Without v3: the whole right column runs on the gateway machine. Without v2: the "realtime" path is skipped; transcribe runs alone.

Files

Path Purpose
plugin.yaml manifest
__init__.py register(ctx) — registers 5 tools + on_session_end hook + hermes meet CLI
meet_bot.py Playwright bot subprocess (standalone, python -m plugins.google_meet.meet_bot)
process_manager.py local bot lifecycle + enqueue_say
tools.py agent-facing tools + node-routing helper
cli.py hermes meet setup / auth / join / status / transcript / say / stop / node ...
audio_bridge.py v2: PulseAudio null-sink (Linux) + BlackHole probe (macOS)
realtime/openai_client.py v2: RealtimeSession + RealtimeSpeaker (file-queue → OpenAI Realtime WS → PCM)
node/protocol.py v3: message envelope + validation
node/registry.py v3: $HERMES_HOME/workspace/meetings/nodes.json
node/server.py v3: NodeServer (runs on host machine)
node/client.py v3: NodeClient (used by tool handlers + CLI on gateway)
node/cli.py v3: hermes meet node {run,list,approve,remove,status,ping}
SKILL.md agent usage guide

Local quick start

hermes plugins enable google_meet
hermes meet install                                      # pip + Chromium
hermes meet setup                                        # preflight
hermes meet auth                                         # optional
hermes meet join https://meet.google.com/abc-defg-hij    # transcribe

Realtime mode

Linux (preferred, most automated):

hermes meet install --realtime                     # installs pulseaudio-utils
echo 'OPENAI_API_KEY=sk-...' >> ~/.hermes/.env
hermes meet join https://meet.google.com/abc-defg-hij --mode realtime
# then from the agent or CLI:
hermes meet say "Good morning everyone, I'm the note-taker bot."

macOS:

hermes meet install --realtime     # runs: brew install blackhole-2ch ffmpeg
# then — manually! — open System Settings → Sound → Input → BlackHole 2ch
echo 'OPENAI_API_KEY=sk-...' >> ~/.hermes/.env
hermes meet join https://meet.google.com/abc-defg-hij --mode realtime

On macOS, hermes will not switch your system audio input automatically — the user has to do it.

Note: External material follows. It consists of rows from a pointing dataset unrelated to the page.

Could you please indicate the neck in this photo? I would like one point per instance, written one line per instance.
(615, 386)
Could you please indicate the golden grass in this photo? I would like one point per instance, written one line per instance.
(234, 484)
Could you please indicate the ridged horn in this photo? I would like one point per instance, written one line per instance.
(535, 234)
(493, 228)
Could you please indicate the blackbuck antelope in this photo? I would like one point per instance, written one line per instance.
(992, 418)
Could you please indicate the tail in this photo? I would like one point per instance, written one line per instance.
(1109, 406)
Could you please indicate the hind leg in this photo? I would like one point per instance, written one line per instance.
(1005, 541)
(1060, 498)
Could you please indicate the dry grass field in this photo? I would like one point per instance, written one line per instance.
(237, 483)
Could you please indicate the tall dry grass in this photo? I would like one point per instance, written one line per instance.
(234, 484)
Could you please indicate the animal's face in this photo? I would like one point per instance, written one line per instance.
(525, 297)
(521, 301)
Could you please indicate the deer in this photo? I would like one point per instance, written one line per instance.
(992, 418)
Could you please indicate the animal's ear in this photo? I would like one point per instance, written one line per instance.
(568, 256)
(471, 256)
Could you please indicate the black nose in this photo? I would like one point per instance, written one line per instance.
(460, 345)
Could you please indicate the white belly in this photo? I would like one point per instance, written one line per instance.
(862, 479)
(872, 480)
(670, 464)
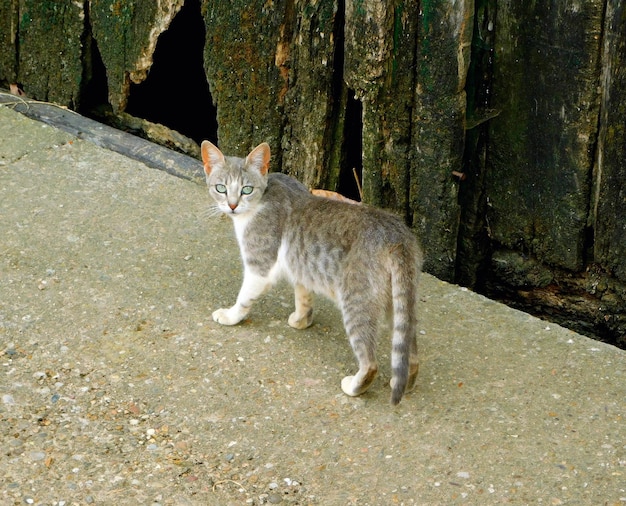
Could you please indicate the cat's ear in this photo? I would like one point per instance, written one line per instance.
(211, 156)
(259, 158)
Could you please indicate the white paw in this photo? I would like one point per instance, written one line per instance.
(299, 323)
(224, 317)
(347, 385)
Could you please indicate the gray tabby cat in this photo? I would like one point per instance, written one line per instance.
(364, 259)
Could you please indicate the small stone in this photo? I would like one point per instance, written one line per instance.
(36, 456)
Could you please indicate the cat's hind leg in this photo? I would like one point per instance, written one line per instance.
(302, 317)
(252, 288)
(362, 329)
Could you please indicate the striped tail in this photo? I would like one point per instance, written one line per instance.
(405, 270)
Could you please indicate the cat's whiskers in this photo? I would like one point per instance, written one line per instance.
(211, 212)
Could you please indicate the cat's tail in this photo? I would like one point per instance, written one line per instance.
(405, 271)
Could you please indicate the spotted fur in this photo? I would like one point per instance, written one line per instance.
(364, 259)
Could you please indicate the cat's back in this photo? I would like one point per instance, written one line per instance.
(282, 186)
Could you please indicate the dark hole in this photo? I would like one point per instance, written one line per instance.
(176, 93)
(353, 149)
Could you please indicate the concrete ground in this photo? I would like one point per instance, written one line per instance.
(117, 387)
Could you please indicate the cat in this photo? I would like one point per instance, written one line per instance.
(364, 259)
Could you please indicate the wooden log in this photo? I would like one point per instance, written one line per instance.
(609, 205)
(152, 155)
(541, 145)
(126, 34)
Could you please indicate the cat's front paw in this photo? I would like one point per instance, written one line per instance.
(225, 317)
(300, 322)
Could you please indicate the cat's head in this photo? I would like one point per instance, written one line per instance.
(236, 184)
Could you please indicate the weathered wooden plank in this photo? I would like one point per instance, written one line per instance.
(541, 145)
(49, 60)
(311, 92)
(438, 128)
(126, 34)
(9, 20)
(609, 212)
(240, 61)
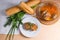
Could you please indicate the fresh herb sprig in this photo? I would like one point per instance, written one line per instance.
(15, 21)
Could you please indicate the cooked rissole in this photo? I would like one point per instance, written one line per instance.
(15, 9)
(30, 26)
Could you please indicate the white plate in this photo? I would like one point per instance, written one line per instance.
(31, 19)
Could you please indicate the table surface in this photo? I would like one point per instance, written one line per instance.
(48, 32)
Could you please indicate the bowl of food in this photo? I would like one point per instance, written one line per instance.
(47, 13)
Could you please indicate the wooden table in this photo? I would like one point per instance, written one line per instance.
(47, 32)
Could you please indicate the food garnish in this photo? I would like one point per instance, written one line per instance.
(15, 18)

This is deliberate: switching default input on a whim would be a surprising side effect.

Remote node host

On the node machine (e.g. user's Mac with a signed-in Chrome):

pip install playwright websockets
python -m playwright install chromium
hermes plugins enable google_meet
hermes meet node run --display-name my-mac --host 0.0.0.0 --port 18789
# prints the bearer token on first run; copy it

On the gateway:

hermes meet node approve my-mac ws://<mac-ip>:18789 <token>
hermes meet node ping my-mac
# now any meet_* tool call accepts node='my-mac' (or 'auto')

Safety

  • URL gate: only https://meet.google.com/abc-defg-hij, /new, /lookup/<id>.
  • No calendar scanning, no auto-dial, no auto-consent announcement.
  • Node server uses bearer-token auth; no key exchange, no TLS termination built in — run it on a LAN or behind a reverse proxy you trust.
  • One active meeting per (gateway, node) pair. A second meet_join leaves the first.
  • meet_say refuses unless the active meeting was started with mode='realtime'.

Out of scope

  • Calendar scanning — deliberately not implemented. Join URLs must be explicit.
  • Multi-tenant node sharing — a node serves one gateway at a time.
  • Windows — audio bridging isn't tested; register() no-ops on Windows.
  • System audio input switching on macOS — user responsibility, not the bot's.